ZeRO dose not initialize weight correctly
🐛 Describe the bug
I consume the zero dose not initialize model parameter correctly.
-
In ZeroInitContext, we adapt torch param to type ShardedParamV2 when an param is constructed. In this way, param.col_attr.payload is used to maintain the payload of param.data. If rm_torch_payload_on_the_fly is True, we remove param.data immediately by setting it as a dummy tensor. https://github.com/hpcaitech/ColossalAI/blob/main/colossalai/zero/init_ctx/init_context.py#L165
-
After the param is constructed. Some models may init the param content at the end of init. https://github.com/huggingface/transformers/blob/main/src/transformers/models/bert/modeling_bert.py#L723 It assigns values to the param.data. However, at this time, param.data is set to a dummy tensor. The param.col_attr.payload is not set correctly.
Environment
No response
Work in process
@1SAA did you fix the issue?
I have fixed a part of this problem. If users only use the initializing functions in torch.nn.init, there will be no problem. But correct initialization can't be assured when users use initializing functions written by their own.
Could please get an example to illustrate the not supported cases! @1SAA
When the initializing functions come with the shape of data tensor, it causes a problem, such as the code below.
def my_init_func1(tensor):
fan_in = tensor.size(0)
fan_out = tensor.size(1)
nn.init.trunc_normal_(tensor, 2 / (fan_in + fan_out))

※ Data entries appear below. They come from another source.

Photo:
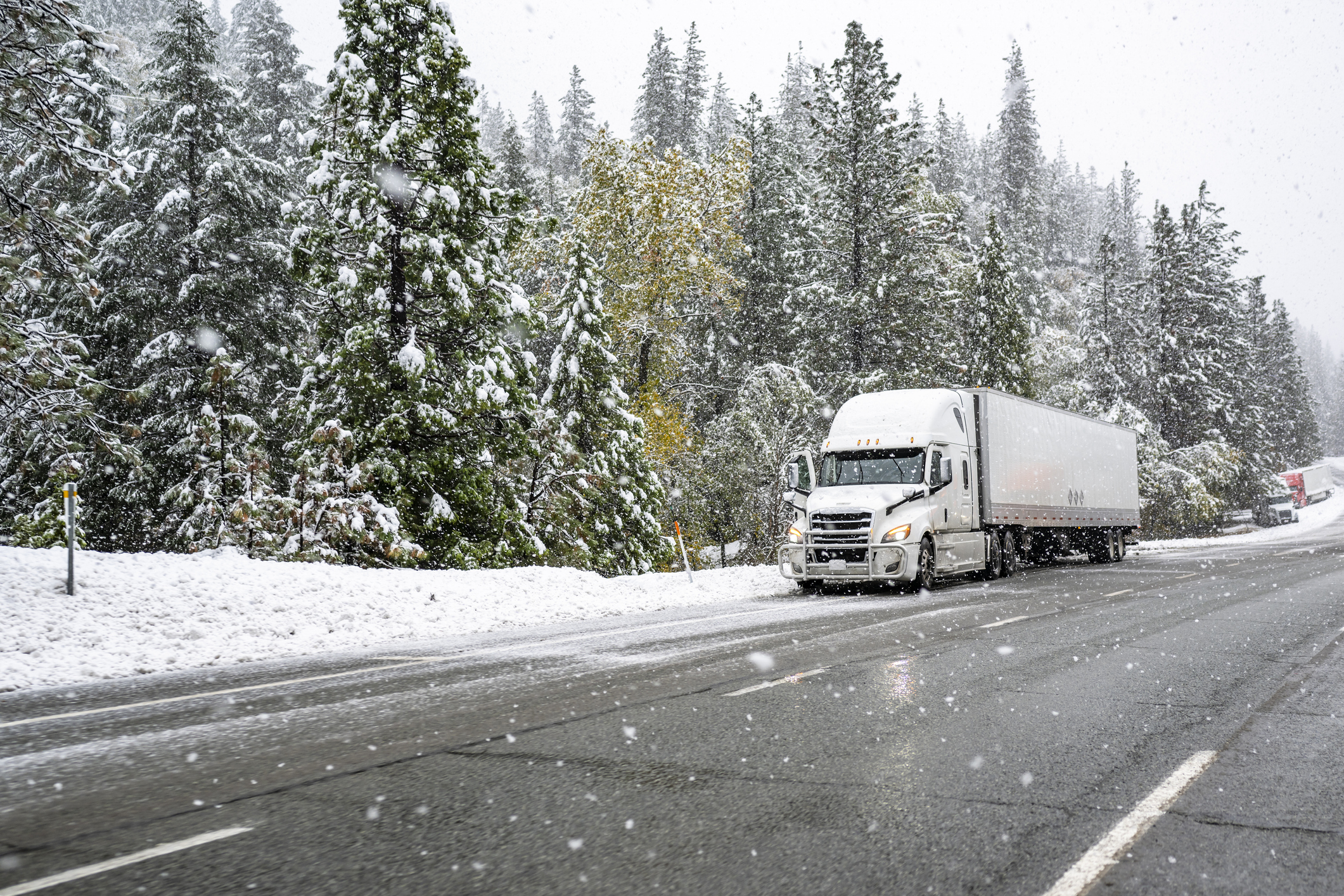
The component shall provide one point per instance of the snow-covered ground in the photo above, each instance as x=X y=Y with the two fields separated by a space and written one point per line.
x=141 y=613
x=1312 y=518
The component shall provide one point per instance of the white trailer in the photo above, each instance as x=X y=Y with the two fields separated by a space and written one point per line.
x=917 y=484
x=1309 y=484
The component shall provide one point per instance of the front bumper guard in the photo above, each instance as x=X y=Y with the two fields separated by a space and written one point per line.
x=883 y=563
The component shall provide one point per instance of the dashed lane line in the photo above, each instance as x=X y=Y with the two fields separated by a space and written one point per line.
x=1108 y=850
x=1003 y=622
x=777 y=681
x=120 y=861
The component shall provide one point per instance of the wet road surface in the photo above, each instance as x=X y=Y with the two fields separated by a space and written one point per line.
x=980 y=739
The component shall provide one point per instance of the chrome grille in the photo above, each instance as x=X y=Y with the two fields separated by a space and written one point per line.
x=840 y=527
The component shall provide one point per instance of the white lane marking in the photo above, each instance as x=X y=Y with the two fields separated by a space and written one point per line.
x=1108 y=850
x=87 y=871
x=416 y=662
x=1002 y=622
x=779 y=681
x=207 y=693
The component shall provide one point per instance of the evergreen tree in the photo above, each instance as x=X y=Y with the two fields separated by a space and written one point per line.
x=1194 y=305
x=870 y=307
x=773 y=227
x=999 y=331
x=191 y=262
x=494 y=121
x=56 y=128
x=577 y=127
x=335 y=516
x=226 y=496
x=597 y=492
x=541 y=138
x=691 y=93
x=274 y=85
x=402 y=240
x=658 y=112
x=793 y=105
x=724 y=118
x=1291 y=417
x=945 y=172
x=1019 y=162
x=514 y=172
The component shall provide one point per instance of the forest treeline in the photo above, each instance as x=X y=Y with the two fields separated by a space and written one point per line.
x=383 y=323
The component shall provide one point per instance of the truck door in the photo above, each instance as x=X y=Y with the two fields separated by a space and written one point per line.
x=965 y=495
x=944 y=497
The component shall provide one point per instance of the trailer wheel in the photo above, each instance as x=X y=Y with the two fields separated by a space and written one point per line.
x=925 y=573
x=1009 y=554
x=995 y=562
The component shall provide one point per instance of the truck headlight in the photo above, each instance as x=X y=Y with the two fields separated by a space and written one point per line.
x=898 y=534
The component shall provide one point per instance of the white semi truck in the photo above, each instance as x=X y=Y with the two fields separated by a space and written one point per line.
x=912 y=485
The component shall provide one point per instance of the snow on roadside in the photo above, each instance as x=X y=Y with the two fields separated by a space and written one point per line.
x=1315 y=516
x=141 y=613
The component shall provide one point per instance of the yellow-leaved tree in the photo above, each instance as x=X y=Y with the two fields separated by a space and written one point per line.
x=662 y=230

def my_init_func2(tensor):
for i in range(tensor.size(0)):
nn.init.uniform(tensor[i])
class Net(nn.Module):
def __init__(self):
super(Net, self).__init__()
self.proj = nn.Linear(16, 16)
...
my_init_func1(self.proj.weight)
my_init_func2(self.proj.bias)
If you really want to calculate fan_in and fan_out, please use nn.init._calculate_fan_in_and_fan_out.
Here is an exmple of correct init codes.
def my_init_func(tensor):
fan_in, fan_out = nn.init._calculate_fan_in_and_fan_out(tensor)

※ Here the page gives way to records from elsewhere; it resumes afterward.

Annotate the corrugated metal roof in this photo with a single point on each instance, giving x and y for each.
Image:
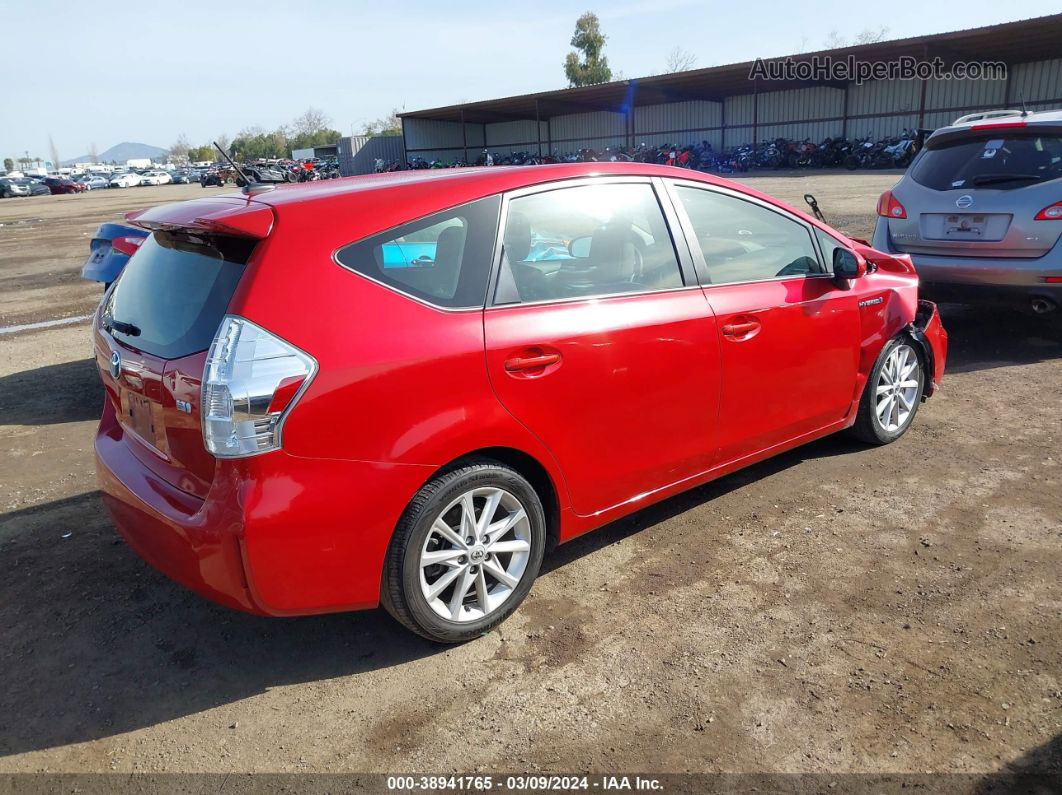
(1013, 42)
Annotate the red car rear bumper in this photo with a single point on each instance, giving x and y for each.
(276, 534)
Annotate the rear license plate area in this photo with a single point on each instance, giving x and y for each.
(965, 226)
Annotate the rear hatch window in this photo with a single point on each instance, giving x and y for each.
(996, 159)
(172, 295)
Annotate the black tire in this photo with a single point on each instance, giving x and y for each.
(400, 592)
(868, 426)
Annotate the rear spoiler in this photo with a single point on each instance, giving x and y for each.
(236, 217)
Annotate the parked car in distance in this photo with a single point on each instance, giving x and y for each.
(979, 212)
(127, 179)
(109, 249)
(37, 187)
(434, 397)
(13, 187)
(95, 182)
(62, 185)
(155, 177)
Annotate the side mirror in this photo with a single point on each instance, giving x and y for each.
(848, 264)
(580, 247)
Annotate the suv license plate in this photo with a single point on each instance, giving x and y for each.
(964, 226)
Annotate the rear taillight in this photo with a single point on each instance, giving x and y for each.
(126, 245)
(889, 207)
(1051, 212)
(251, 382)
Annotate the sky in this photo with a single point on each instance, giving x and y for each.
(103, 72)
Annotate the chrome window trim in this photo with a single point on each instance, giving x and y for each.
(588, 298)
(592, 179)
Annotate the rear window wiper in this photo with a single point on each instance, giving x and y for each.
(123, 328)
(991, 178)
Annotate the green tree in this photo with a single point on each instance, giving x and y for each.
(323, 137)
(390, 124)
(201, 154)
(589, 40)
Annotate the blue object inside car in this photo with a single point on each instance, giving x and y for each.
(104, 261)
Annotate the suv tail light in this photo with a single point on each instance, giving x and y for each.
(889, 207)
(251, 381)
(1051, 212)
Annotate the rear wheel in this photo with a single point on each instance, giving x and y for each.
(892, 394)
(465, 552)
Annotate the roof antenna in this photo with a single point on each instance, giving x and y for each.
(246, 183)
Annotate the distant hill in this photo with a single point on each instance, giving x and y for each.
(123, 152)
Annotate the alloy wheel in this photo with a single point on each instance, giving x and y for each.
(897, 389)
(475, 554)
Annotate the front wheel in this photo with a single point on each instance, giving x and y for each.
(465, 552)
(892, 394)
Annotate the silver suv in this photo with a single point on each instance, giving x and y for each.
(979, 211)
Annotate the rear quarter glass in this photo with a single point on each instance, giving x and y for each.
(174, 291)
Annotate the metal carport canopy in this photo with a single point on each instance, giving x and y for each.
(1011, 42)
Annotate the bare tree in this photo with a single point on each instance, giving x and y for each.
(178, 150)
(680, 61)
(834, 40)
(869, 35)
(312, 121)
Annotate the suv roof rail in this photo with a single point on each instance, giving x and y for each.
(982, 115)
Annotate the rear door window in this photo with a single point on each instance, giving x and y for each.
(586, 241)
(442, 259)
(987, 160)
(170, 298)
(743, 241)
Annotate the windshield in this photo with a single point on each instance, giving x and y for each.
(174, 291)
(983, 160)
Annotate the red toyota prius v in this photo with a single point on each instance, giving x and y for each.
(407, 389)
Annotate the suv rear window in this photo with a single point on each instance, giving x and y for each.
(986, 160)
(170, 298)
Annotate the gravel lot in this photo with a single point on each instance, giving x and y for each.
(837, 608)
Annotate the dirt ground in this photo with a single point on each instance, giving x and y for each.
(837, 608)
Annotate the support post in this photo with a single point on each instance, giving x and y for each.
(464, 137)
(537, 126)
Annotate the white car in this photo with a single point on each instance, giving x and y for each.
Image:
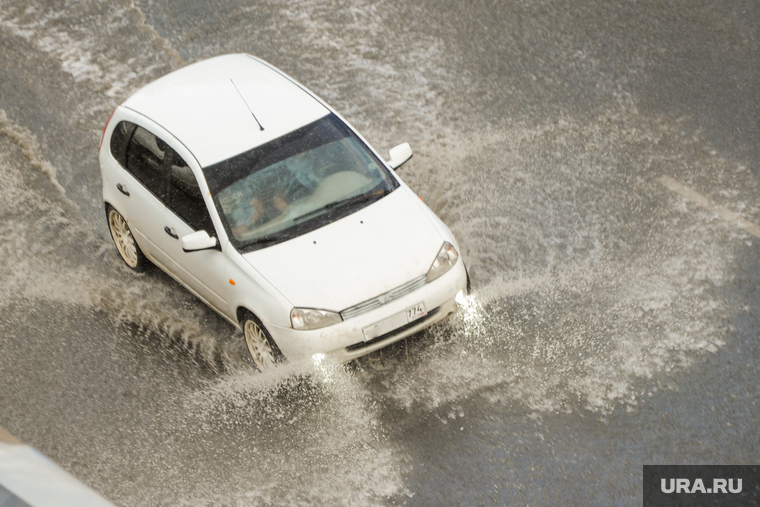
(262, 201)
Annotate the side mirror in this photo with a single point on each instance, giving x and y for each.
(399, 155)
(199, 240)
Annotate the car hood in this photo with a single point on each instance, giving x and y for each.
(356, 258)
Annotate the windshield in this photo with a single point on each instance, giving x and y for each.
(295, 184)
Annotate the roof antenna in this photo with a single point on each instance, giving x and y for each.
(246, 104)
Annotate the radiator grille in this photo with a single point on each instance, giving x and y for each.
(380, 300)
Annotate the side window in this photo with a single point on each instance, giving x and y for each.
(145, 160)
(119, 139)
(186, 198)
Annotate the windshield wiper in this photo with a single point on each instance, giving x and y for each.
(357, 199)
(271, 237)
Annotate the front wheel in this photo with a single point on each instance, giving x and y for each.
(129, 251)
(264, 351)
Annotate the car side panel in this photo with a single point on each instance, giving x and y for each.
(203, 270)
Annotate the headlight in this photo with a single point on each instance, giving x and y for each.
(443, 262)
(309, 318)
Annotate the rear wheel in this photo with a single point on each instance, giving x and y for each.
(125, 242)
(262, 348)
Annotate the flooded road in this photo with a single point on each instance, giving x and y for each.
(598, 163)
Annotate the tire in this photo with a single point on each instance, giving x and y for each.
(263, 350)
(128, 249)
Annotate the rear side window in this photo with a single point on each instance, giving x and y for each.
(186, 197)
(145, 160)
(119, 139)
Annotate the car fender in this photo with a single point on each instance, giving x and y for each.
(255, 293)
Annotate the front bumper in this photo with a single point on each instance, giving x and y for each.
(345, 341)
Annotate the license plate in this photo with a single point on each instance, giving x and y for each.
(394, 322)
(415, 312)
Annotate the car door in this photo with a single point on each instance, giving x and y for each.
(141, 179)
(203, 270)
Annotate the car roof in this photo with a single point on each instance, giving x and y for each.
(206, 105)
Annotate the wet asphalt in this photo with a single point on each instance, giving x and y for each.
(613, 323)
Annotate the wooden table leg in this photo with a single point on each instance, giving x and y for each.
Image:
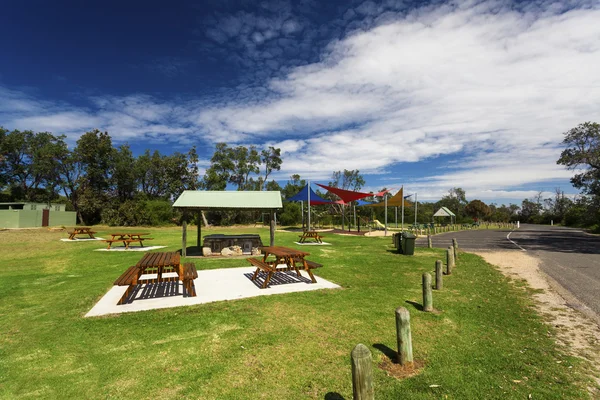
(266, 283)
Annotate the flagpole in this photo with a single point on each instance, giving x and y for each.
(385, 200)
(402, 208)
(416, 207)
(308, 206)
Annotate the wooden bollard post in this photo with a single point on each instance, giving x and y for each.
(439, 284)
(403, 336)
(455, 249)
(427, 295)
(449, 260)
(362, 373)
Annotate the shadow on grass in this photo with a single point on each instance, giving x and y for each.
(415, 305)
(389, 353)
(394, 251)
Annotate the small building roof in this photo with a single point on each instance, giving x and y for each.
(200, 199)
(444, 212)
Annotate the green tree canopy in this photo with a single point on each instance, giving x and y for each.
(583, 152)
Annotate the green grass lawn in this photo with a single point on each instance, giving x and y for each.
(486, 341)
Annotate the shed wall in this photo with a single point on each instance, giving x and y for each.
(60, 218)
(9, 219)
(30, 219)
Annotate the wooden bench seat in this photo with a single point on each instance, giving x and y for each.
(130, 279)
(318, 238)
(262, 266)
(312, 264)
(126, 242)
(189, 274)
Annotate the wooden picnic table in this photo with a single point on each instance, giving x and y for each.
(81, 230)
(157, 264)
(127, 238)
(310, 235)
(291, 258)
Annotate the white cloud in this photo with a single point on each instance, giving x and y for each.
(479, 79)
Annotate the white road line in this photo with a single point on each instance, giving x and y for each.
(512, 241)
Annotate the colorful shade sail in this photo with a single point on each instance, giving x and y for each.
(315, 200)
(346, 195)
(395, 201)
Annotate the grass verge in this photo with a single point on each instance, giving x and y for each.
(485, 341)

nn.init.trunc_normal_(tensor, 2 / (fan_in + fan_out))
class Net(nn.Module):
def __init__(self):
super(Net, self).__init__()
self.proj = nn.Linear(16, 16)
...
my_init_func(self.proj.weight)
nn.init.xavier_uniform(self.proj.bias)
Remember that you should not use .data for any of your parameters.
Just use those paramters as torch.Tensor.
But do not try to use its shape attribute.
We have updated a lot. This issue was closed due to inactivity. Thanks.